Files

Matthias 9ec148a075 docs(plans): add image pipeline gpu wasm webgl design

2026-04-04 14:14:40 +02:00

7.0 KiB

Raw Blame History

Image Pipeline GPU/WASM/WebGL Design

Goal

Migrate the current CPU pixel-loop image pipeline to an incremental hybrid backend (WebGL first, optional WASM kernels, guarded WebGPU experiments) without breaking the existing worker fallback and cancellation semantics.

Current Branch Context

This branch already reduced duplicate preview work (shared in-flight preview requests, preview coalescing, opt-in histogram behavior).
lib/image-pipeline/worker-client.ts is already the stable orchestration seam for worker-first execution with main-thread fallback.
lib/image-pipeline/preview-renderer.ts and lib/image-pipeline/bridge.ts currently depend on CPU ImageData mutation, so backend switching must preserve existing return contracts (ImageData for preview, encoded Blob for full render).

Codebase Mapping Findings

`lib/image-pipeline/render-core.ts`

Contains all effect kernels as CPU loops over Uint8ClampedArray (curves, color-adjust, light-adjust, detail-adjust).
applyPipelineStep is a strong integration seam: per-step dispatch already exists and can route by backend capability.
Abort checks are periodic and lightweight; migration must preserve AbortError behavior.

`lib/image-pipeline/preview-renderer.ts`

Flow today: decode source bitmap -> draw 2D canvas -> getImageData -> apply step loops -> optional histogram.
This file owns preview sizing and output shape; it should remain the public API while delegating kernel execution to a backend adapter.
The yield loop (requestAnimationFrame/setTimeout) is CPU-friendly but should become backend-aware (GPU path should avoid unnecessary per-step yielding).

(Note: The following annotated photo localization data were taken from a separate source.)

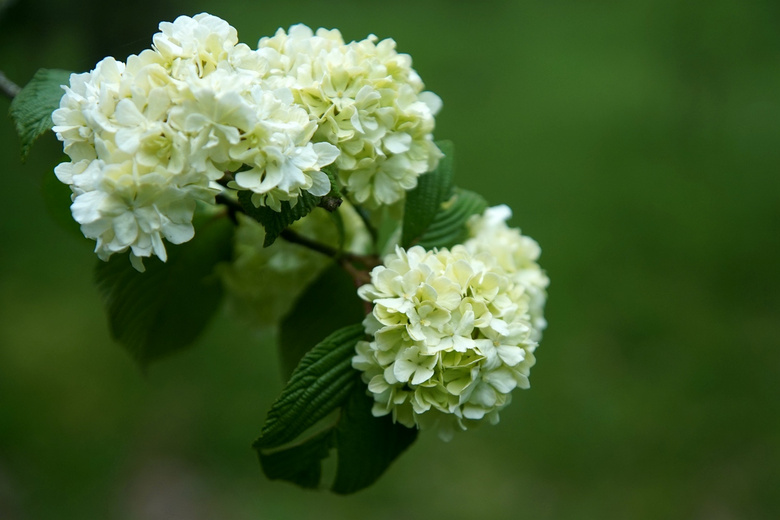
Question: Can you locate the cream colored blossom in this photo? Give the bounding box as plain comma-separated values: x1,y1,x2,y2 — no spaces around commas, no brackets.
353,243,539,440
255,24,345,91
221,86,339,210
52,53,216,270
465,205,549,340
52,14,339,269
258,25,442,208
52,57,125,162
64,159,215,271
153,13,238,77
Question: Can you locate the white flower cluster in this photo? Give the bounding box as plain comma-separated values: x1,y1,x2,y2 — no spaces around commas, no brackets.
52,14,338,269
353,206,548,440
257,25,443,208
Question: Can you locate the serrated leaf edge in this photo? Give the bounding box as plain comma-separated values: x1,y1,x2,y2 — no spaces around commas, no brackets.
255,324,365,449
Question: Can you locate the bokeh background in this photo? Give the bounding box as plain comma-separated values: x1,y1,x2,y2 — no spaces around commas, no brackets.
1,0,779,518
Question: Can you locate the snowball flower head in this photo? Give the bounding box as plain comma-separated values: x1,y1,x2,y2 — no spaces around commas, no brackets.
52,54,218,270
258,25,442,208
353,240,542,440
52,14,339,269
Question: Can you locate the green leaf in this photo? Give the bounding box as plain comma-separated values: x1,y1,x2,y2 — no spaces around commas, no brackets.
255,324,365,450
416,188,488,250
279,263,365,378
8,68,72,160
401,140,455,247
331,385,418,494
258,429,335,489
94,214,234,368
256,322,420,492
321,165,342,199
237,190,320,247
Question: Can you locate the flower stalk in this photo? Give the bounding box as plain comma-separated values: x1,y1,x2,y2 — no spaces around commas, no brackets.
0,70,20,99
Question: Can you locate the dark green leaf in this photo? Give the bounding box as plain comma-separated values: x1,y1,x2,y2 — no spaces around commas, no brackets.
416,188,488,250
94,214,234,368
401,140,455,247
331,385,418,495
321,165,342,199
256,323,420,492
279,264,365,378
257,374,419,493
258,429,335,489
255,324,365,449
9,68,72,160
237,190,320,247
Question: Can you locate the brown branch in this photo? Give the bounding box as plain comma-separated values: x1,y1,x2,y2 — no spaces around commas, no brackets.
0,70,21,99
279,228,341,258
215,186,380,286
279,228,380,287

`lib/image-pipeline/worker-client.ts`

Central execution coordinator with worker transport, request dedupe, cancel fan-out, and main-thread fallback.
Best place to inject backend telemetry and backend selection hints (for rollout and safety).
Existing fallback logic (worker unavailable -> main thread) maps directly to backend fallback ladder and kill-switch controls.

Architecture Choice

Adopt a Backend Adapter + Capability Router architecture:

Keep existing preview/full public APIs and message formats stable.
Introduce an internal backend interface for step execution and pixel transport.
Select backend at runtime by capability + feature flag + step support matrix.
Preserve CPU backend as correctness source and terminal fallback.

Integration Seam

New seam: executePipelineSteps() in a backend-router module called by both preview-renderer.ts and bridge.ts.
render-core.ts becomes the CPU backend implementation instead of the global default path.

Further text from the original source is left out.